More than 1,300 Lloyds Banking Group employees have been told they will lose their jobs in the latest round of cuts at the bank.
The 1,340 job losses are part of a three-year restructuring plan first announced in 2014, which set out plans to axe a total of 9,000 jobs, the Financial Times reports.
The cuts represent just under 2 per cent of the bank’s workforce, and will affect a wide range of departments including operations, retail, finance, risk and customer products and marketing.
The bank told the paper that 110 new roles would be created and voluntary redundancy would be offered where possible if staff could not be redeployed.
Though the latest round of cuts is not related to the Brexit vote, Lloyds has said it intends to axe a further 3,000 jobs on top of its 2014 redundancy plan in light of the EU referendum result, taking the total number of jobs set to go by the end of 2017 to 12,000.
Nearly three-quarters of that target has been met so far.
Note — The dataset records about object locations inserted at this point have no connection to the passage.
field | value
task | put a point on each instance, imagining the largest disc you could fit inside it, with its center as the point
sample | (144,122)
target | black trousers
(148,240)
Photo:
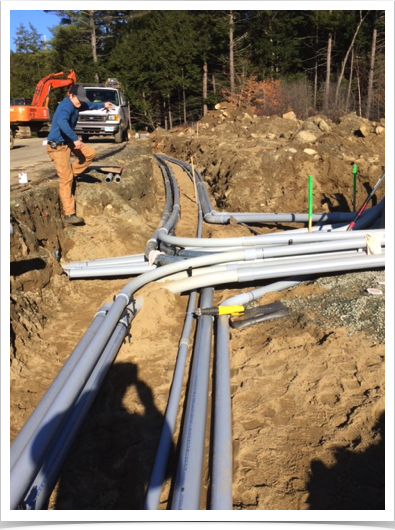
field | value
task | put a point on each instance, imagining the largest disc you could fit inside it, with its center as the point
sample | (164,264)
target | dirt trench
(308,390)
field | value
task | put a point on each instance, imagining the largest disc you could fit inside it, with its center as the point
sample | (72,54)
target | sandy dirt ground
(308,389)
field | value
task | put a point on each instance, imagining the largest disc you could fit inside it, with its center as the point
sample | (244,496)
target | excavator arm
(27,118)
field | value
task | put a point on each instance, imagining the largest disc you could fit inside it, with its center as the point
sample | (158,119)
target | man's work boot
(73,219)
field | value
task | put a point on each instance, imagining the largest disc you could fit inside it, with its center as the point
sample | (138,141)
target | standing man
(63,142)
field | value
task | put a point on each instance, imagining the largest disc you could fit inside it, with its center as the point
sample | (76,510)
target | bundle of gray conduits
(184,265)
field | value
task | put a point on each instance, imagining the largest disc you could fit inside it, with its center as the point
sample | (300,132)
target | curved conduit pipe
(358,262)
(155,485)
(221,480)
(124,297)
(63,398)
(173,203)
(158,473)
(187,484)
(56,454)
(339,241)
(30,427)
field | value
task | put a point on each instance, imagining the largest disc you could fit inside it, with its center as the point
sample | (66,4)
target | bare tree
(350,78)
(344,62)
(371,74)
(231,54)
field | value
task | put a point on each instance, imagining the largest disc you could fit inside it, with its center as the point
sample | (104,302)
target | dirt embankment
(308,389)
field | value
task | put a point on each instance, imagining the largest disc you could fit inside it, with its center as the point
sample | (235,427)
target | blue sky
(40,20)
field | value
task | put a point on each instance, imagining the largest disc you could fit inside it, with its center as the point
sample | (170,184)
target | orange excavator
(33,115)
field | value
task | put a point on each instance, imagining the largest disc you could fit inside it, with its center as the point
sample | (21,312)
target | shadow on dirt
(110,462)
(355,482)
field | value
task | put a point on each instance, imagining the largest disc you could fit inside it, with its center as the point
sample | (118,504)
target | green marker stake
(310,201)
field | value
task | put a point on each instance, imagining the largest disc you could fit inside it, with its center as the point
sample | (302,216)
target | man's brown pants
(67,171)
A Lloyds spokesperson told the paper: “This process involves taking difficult decisions, and we are committed to working through these changes in a careful and sensitive way. All affected employees have been briefed by their line manager today.”
Last week, Chancellor Philip Hammond announced that shares in Lloyds – in which the Government still owns a £3.6bn stake – would not be sold to retail investors as previously planned.